Mehr als ein Preisthema
Hinter dem Trend steht eine demografische und kulturelle Verschiebung. Single-Haushalte gehören in Deutschland zu den häufigsten Haushaltsformen, und Reisen allein gilt längst nicht mehr als Notlösung, sondern als bewusste Entscheidung. Wer solo unterwegs ist, sucht oft gerade die Mischung aus Selbstbestimmung und der Möglichkeit, an Bord Anschluss zu finden. Reedereien reagieren darauf mit eigenen Treffpunkten, Stammtischen für Alleinreisende oder gemeinsamen Tischen beim Abendessen. Das Schiff wird so zum sozialen Raum, in dem niemand zwingend zu zweit unterwegs sein muss, um Gesellschaft zu haben.
Worauf Alleinreisende achten sollten
Trotz des Trends bleibt der Markt unübersichtlich. Echte Einzelkabinen sind oft schnell ausgebucht und liegen mitunter in weniger attraktiven Bereichen des Schiffs. Reduzierte Zuschläge gelten häufig nur für ausgewählte Termine, Routen oder Kabinenkategorien. Wer flexibel ist und außerhalb der Hauptferienzeiten reist, hat die besten Chancen auf faire Konditionen. Sinnvoll ist außerdem, nicht nur den Kabinenpreis, sondern die Gesamtkosten inklusive Ausflügen und Bordguthaben zu betrachten. Marketingbegriffe wie „zuschlagsfrei“ sollten im Kleingedruckten geprüft werden, da sie sich oft auf ein begrenztes Kontingent beziehen.
Ein Markt im Umbruch
Dass ein Nischenanbieter für Segel-Kreuzfahrten ebenso um Alleinreisende wirbt wie die großen Hochsee-Reedereien, zeigt die Breite der Entwicklung. Der klassische Einzelkabinenzuschlag verschwindet nicht über Nacht, aber er verliert seine Selbstverständlichkeit. Für Solo-Reisende bedeutet das vor allem mehr Auswahl – und die wachsende Aussicht, eine Reise nicht mehr mit einem Aufpreis für das Alleinsein bezahlen zu müssen.

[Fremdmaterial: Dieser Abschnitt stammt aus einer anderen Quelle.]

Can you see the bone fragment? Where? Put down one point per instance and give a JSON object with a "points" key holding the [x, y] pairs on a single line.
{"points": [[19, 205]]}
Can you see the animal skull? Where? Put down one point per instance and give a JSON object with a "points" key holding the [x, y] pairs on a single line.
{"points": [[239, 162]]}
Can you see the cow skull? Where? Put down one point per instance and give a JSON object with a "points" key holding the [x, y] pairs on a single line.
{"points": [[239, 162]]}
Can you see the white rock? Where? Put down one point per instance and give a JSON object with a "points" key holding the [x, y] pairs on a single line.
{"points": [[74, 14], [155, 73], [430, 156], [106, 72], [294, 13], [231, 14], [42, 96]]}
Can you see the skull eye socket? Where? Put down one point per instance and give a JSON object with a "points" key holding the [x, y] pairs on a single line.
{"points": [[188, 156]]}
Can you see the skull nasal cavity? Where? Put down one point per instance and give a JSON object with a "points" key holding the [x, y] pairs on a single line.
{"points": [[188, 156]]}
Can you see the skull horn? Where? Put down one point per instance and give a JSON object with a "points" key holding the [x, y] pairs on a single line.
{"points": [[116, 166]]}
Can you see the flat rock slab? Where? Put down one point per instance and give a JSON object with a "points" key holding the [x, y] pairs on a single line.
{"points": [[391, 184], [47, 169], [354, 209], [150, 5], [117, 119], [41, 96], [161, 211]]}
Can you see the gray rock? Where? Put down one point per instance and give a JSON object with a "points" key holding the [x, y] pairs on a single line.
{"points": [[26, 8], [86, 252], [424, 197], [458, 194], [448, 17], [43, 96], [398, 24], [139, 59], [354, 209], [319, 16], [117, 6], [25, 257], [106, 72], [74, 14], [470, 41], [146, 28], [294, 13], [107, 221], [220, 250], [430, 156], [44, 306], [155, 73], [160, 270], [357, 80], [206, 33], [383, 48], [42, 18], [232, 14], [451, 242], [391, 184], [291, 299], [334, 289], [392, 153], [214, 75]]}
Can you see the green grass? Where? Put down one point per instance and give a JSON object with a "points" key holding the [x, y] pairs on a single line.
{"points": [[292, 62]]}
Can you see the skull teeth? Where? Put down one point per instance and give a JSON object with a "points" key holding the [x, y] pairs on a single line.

Dieser Beitrag ist eine allgemeine, redaktionelle Einordnung eines Branchentrends. Angebote, Preise und Zuschläge variieren je nach Anbieter, Saison und Verfügbarkeit; genannte Unternehmen dienen nur als Beispiel. Maßgeblich sind die jeweils aktuellen Konditionen der Reedereien.